But there's a second form of homesickness that can bubble up in your soul sometimes—often as a reaction to those material items, but going deeper and hurting more. It's an ache for presences past, for the souls that animated and embodied our most beloved memories of home. The ache is often filled with grief and gratitude because our entire idea of home is bound up in their presence, in the way they lived and loved so well. Rather than a gentle ache, it can feel like a raw, burning hurt. In those moments, we feel the absence of the presences that made us who we are, and we long to see them resurrected in our lives. This is why we walk in their footsteps, bake their bread, and tell their stories: to keep them alive, to feel their presences again, to conjure up the comfort they created—even if only for a moment.

"Nostalgia" is derived from the Greek word nostos, for "homecoming," and algos, for "pain, ache." I know I'm not alone in experiencing this ache.
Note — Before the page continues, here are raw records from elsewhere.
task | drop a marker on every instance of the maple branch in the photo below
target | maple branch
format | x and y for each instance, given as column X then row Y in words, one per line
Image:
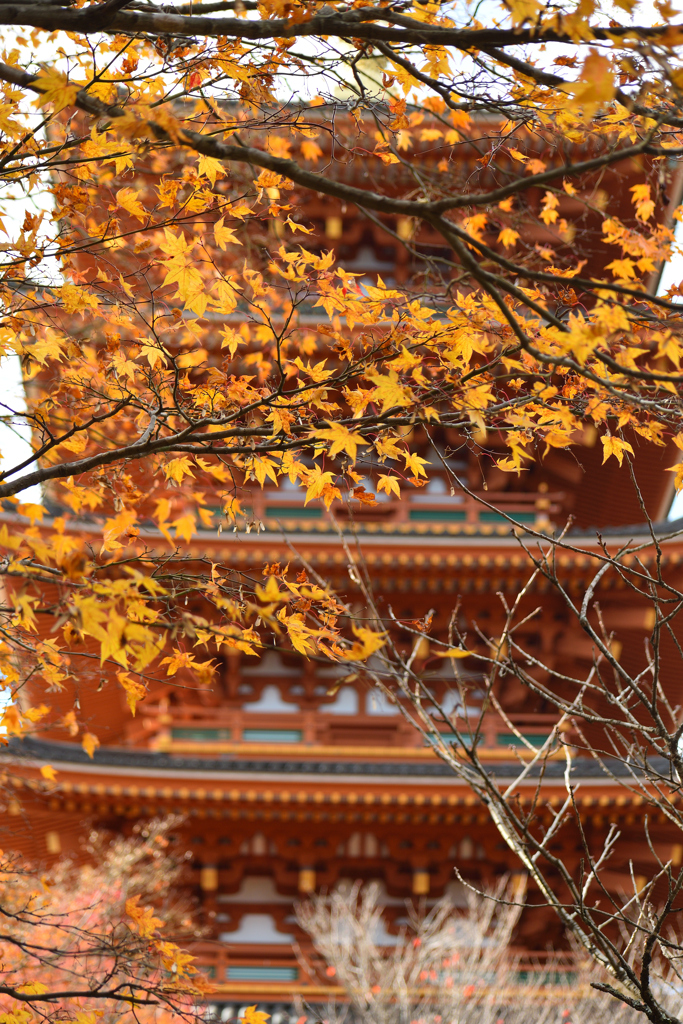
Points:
column 358, row 23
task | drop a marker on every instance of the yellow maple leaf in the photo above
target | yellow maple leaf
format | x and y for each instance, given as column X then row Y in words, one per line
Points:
column 178, row 468
column 342, row 439
column 368, row 643
column 185, row 526
column 89, row 743
column 390, row 391
column 415, row 463
column 55, row 88
column 388, row 483
column 210, row 168
column 128, row 200
column 254, row 1016
column 223, row 235
column 508, row 237
column 145, row 923
column 678, row 480
column 134, row 690
column 595, row 84
column 615, row 446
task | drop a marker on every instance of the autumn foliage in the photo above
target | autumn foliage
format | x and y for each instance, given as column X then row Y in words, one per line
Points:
column 84, row 943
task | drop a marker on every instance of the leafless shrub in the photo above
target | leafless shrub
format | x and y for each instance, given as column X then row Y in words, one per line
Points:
column 447, row 965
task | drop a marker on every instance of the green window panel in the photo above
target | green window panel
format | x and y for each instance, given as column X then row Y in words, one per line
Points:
column 199, row 735
column 436, row 515
column 262, row 974
column 293, row 512
column 272, row 735
column 509, row 738
column 517, row 516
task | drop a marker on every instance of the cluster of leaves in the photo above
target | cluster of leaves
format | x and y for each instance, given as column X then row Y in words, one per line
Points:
column 180, row 346
column 451, row 963
column 84, row 943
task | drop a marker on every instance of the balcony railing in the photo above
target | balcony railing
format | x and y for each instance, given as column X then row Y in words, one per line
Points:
column 312, row 733
column 536, row 510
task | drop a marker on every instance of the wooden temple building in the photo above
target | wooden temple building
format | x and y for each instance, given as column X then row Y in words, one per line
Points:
column 288, row 785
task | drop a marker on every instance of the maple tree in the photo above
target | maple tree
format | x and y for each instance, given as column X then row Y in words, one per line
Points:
column 169, row 342
column 84, row 943
column 185, row 333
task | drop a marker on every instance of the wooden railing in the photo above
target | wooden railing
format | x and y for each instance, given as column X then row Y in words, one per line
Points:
column 314, row 733
column 538, row 510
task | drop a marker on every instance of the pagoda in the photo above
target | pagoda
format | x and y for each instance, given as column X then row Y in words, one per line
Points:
column 287, row 781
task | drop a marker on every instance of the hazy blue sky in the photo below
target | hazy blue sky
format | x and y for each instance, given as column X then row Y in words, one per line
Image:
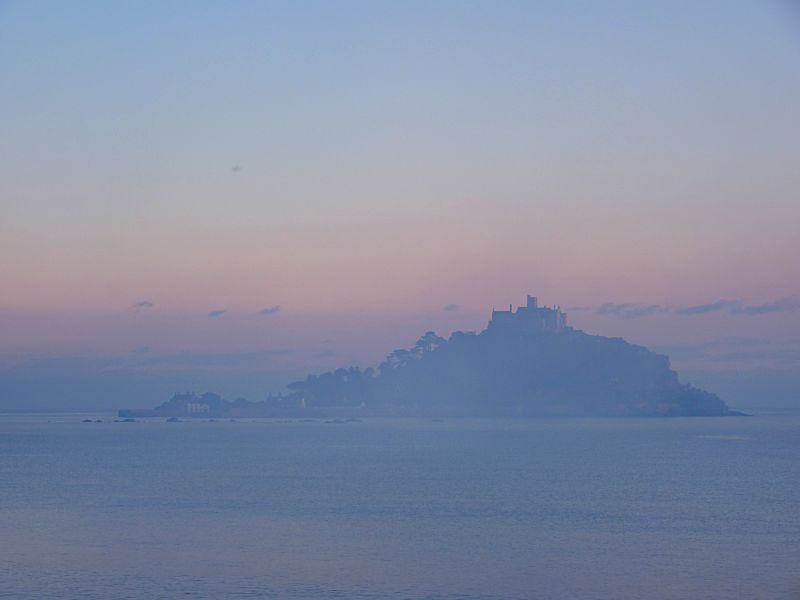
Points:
column 170, row 171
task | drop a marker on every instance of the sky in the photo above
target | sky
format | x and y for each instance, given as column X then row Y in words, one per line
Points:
column 230, row 195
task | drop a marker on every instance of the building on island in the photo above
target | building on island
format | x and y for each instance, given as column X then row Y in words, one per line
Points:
column 529, row 318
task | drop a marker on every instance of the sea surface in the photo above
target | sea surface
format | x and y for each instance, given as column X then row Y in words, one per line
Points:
column 685, row 508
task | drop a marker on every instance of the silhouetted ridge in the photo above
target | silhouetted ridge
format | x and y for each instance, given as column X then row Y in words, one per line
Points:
column 527, row 362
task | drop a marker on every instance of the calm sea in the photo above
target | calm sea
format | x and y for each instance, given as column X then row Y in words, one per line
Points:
column 561, row 509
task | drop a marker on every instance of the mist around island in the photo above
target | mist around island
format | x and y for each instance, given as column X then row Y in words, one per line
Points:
column 527, row 362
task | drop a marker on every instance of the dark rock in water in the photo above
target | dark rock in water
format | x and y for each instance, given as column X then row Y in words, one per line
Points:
column 527, row 362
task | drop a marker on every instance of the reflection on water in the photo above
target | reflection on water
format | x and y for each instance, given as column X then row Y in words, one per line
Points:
column 681, row 508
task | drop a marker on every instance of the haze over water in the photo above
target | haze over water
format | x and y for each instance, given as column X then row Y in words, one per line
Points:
column 202, row 204
column 702, row 508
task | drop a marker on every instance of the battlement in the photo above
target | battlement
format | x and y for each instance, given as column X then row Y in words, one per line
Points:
column 530, row 318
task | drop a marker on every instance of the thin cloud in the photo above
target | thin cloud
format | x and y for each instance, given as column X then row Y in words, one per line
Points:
column 738, row 307
column 142, row 305
column 788, row 304
column 628, row 310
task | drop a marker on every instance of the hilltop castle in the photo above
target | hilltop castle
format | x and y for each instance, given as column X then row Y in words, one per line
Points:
column 529, row 318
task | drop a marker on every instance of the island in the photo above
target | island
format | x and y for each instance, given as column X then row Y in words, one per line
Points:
column 527, row 363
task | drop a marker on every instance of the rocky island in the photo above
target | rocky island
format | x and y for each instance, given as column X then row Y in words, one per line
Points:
column 527, row 362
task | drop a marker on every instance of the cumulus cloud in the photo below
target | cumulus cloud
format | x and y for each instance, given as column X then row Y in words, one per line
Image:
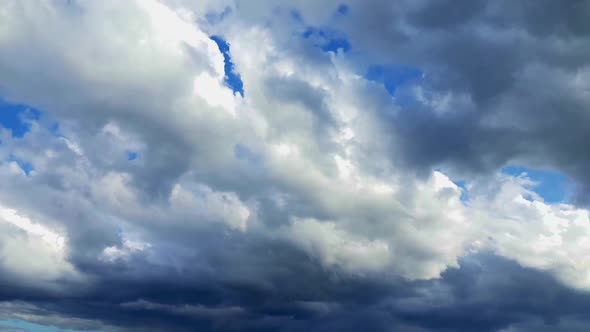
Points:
column 150, row 196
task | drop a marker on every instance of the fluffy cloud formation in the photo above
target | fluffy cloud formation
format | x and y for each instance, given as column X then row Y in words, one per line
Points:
column 149, row 196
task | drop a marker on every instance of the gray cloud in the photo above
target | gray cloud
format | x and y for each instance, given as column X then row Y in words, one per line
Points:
column 311, row 203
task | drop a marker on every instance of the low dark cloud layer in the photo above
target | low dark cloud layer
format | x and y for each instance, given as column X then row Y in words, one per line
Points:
column 320, row 199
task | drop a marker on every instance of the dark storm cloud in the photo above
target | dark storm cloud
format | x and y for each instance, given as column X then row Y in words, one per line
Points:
column 517, row 80
column 522, row 66
column 485, row 293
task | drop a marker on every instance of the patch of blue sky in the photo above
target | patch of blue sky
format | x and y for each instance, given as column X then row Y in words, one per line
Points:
column 343, row 9
column 232, row 78
column 19, row 325
column 553, row 186
column 393, row 76
column 17, row 117
column 327, row 40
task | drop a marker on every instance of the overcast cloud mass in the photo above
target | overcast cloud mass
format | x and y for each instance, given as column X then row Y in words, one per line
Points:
column 261, row 165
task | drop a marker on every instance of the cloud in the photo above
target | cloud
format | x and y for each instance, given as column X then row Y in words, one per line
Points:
column 317, row 200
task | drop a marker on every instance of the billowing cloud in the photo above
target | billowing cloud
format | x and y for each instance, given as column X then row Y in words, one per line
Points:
column 354, row 182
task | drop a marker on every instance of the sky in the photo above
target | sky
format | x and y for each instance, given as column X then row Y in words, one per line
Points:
column 262, row 165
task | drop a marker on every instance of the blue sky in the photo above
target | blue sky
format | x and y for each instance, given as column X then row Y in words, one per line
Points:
column 317, row 195
column 552, row 185
column 16, row 117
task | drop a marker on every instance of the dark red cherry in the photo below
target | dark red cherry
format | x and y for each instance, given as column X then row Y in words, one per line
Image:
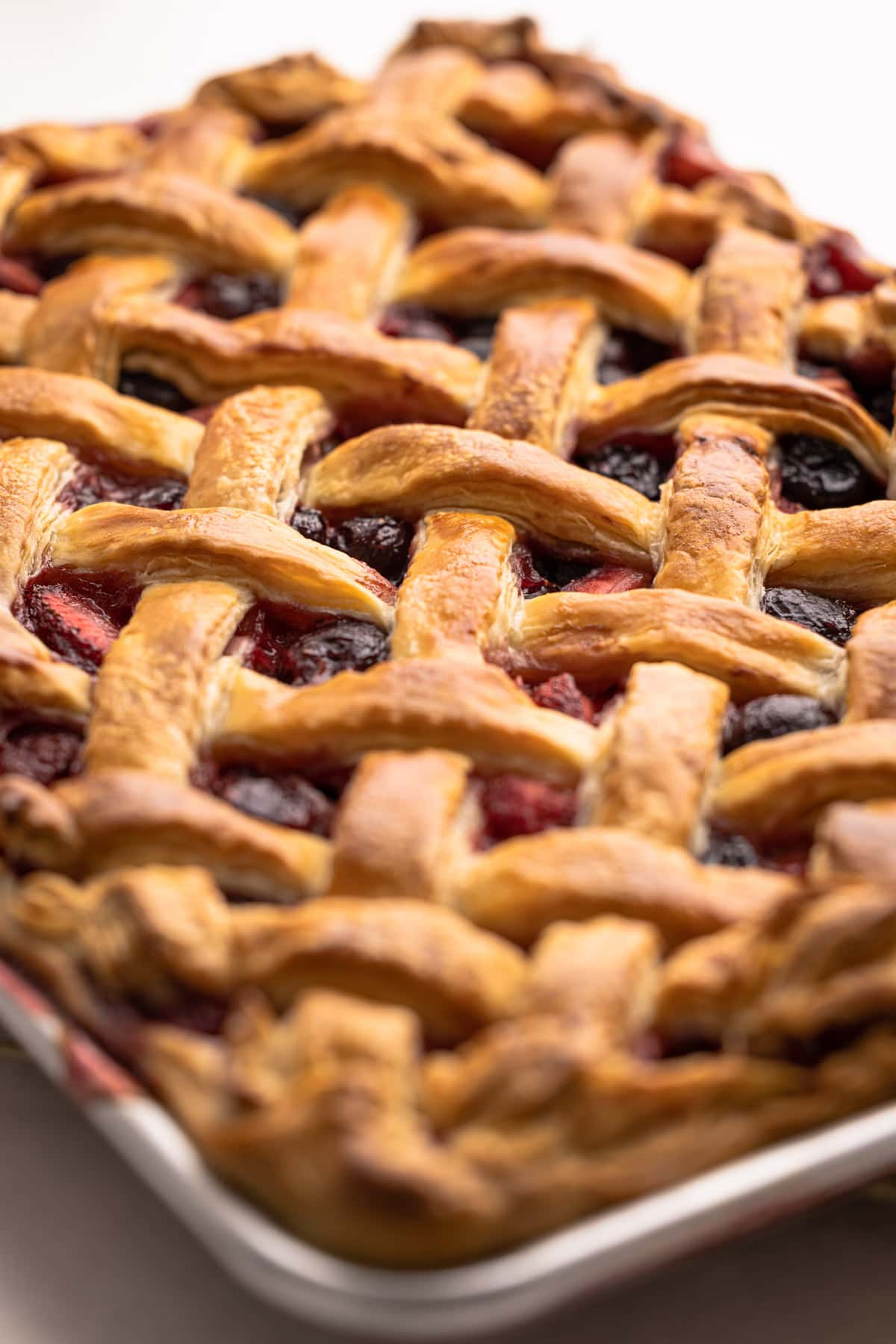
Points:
column 626, row 354
column 311, row 524
column 383, row 544
column 818, row 473
column 825, row 616
column 773, row 717
column 341, row 645
column 93, row 485
column 158, row 391
column 238, row 296
column 630, row 465
column 413, row 322
column 561, row 692
column 731, row 851
column 609, row 578
column 287, row 799
column 40, row 752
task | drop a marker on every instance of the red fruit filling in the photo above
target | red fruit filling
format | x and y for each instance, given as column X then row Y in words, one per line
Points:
column 640, row 461
column 158, row 391
column 868, row 381
column 77, row 616
column 304, row 648
column 231, row 296
column 541, row 571
column 688, row 161
column 609, row 578
column 93, row 484
column 514, row 806
column 561, row 694
column 837, row 265
column 383, row 544
column 413, row 322
column 42, row 752
column 287, row 797
column 625, row 354
column 19, row 277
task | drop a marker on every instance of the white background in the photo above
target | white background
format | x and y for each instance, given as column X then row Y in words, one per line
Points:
column 801, row 89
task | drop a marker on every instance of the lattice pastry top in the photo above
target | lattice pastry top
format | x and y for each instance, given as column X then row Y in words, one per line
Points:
column 448, row 636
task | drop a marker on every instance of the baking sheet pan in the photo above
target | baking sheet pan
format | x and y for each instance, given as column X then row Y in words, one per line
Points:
column 467, row 1301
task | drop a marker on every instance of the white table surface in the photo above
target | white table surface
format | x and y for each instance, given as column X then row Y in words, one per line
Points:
column 87, row 1253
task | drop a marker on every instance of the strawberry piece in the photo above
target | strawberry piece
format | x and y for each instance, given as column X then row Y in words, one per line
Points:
column 689, row 161
column 70, row 624
column 514, row 806
column 561, row 692
column 18, row 277
column 610, row 578
column 40, row 752
column 837, row 265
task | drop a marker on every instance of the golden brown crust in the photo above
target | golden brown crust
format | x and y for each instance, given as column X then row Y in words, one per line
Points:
column 359, row 371
column 442, row 468
column 482, row 269
column 403, row 706
column 523, row 886
column 349, row 252
column 716, row 511
column 402, row 826
column 541, row 364
column 449, row 174
column 84, row 411
column 673, row 715
column 729, row 385
column 252, row 453
column 598, row 638
column 285, row 92
column 262, row 553
column 747, row 297
column 458, row 589
column 516, row 886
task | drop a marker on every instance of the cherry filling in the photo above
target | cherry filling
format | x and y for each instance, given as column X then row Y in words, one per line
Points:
column 294, row 215
column 77, row 616
column 541, row 571
column 827, row 616
column 40, row 750
column 625, row 354
column 124, row 1018
column 93, row 484
column 640, row 461
column 736, row 851
column 285, row 797
column 563, row 694
column 19, row 277
column 869, row 383
column 305, row 648
column 773, row 717
column 514, row 806
column 233, row 296
column 385, row 544
column 158, row 391
column 414, row 322
column 818, row 473
column 837, row 265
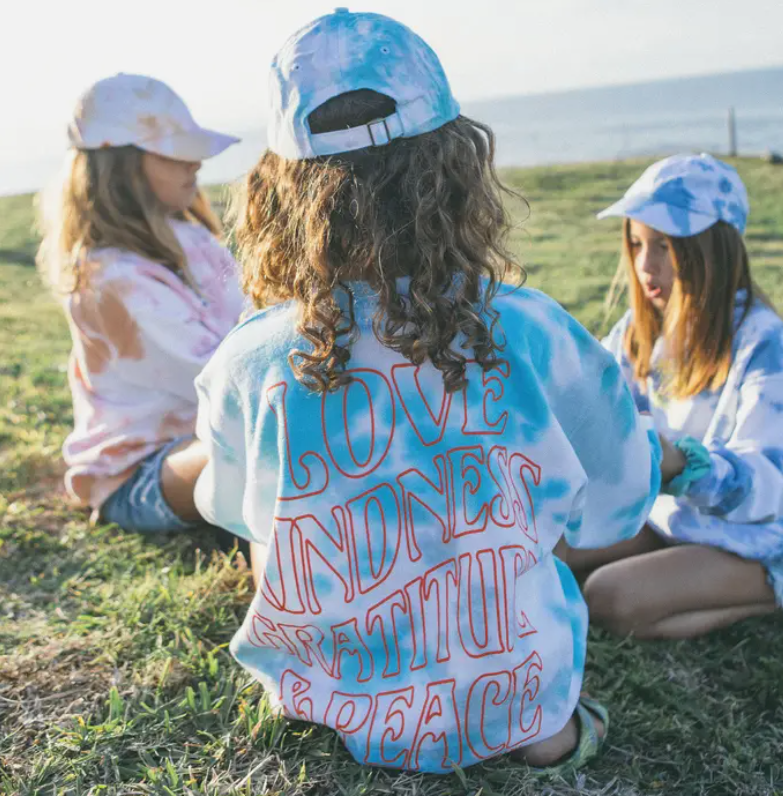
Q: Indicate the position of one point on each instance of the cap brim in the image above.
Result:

Many of my friends have also experienced this homesickness and wrestled with it. Perhaps readers of this book have wrestled with it as well. Many of us share those sense memories of our hometowns, of our grandparents, of the people and places who gave us life. Recalling a particular tree, an autumn scent, or the eccentric habit of a deceased loved one can result in a pang of longing.

We choose what to do with this ache. We can ignore it, dismiss it as sentimentality, and push forward with our lives. Or we can pause and consider. What is the pain telling us about what we're missing? What does it tell us about how we might form the future?"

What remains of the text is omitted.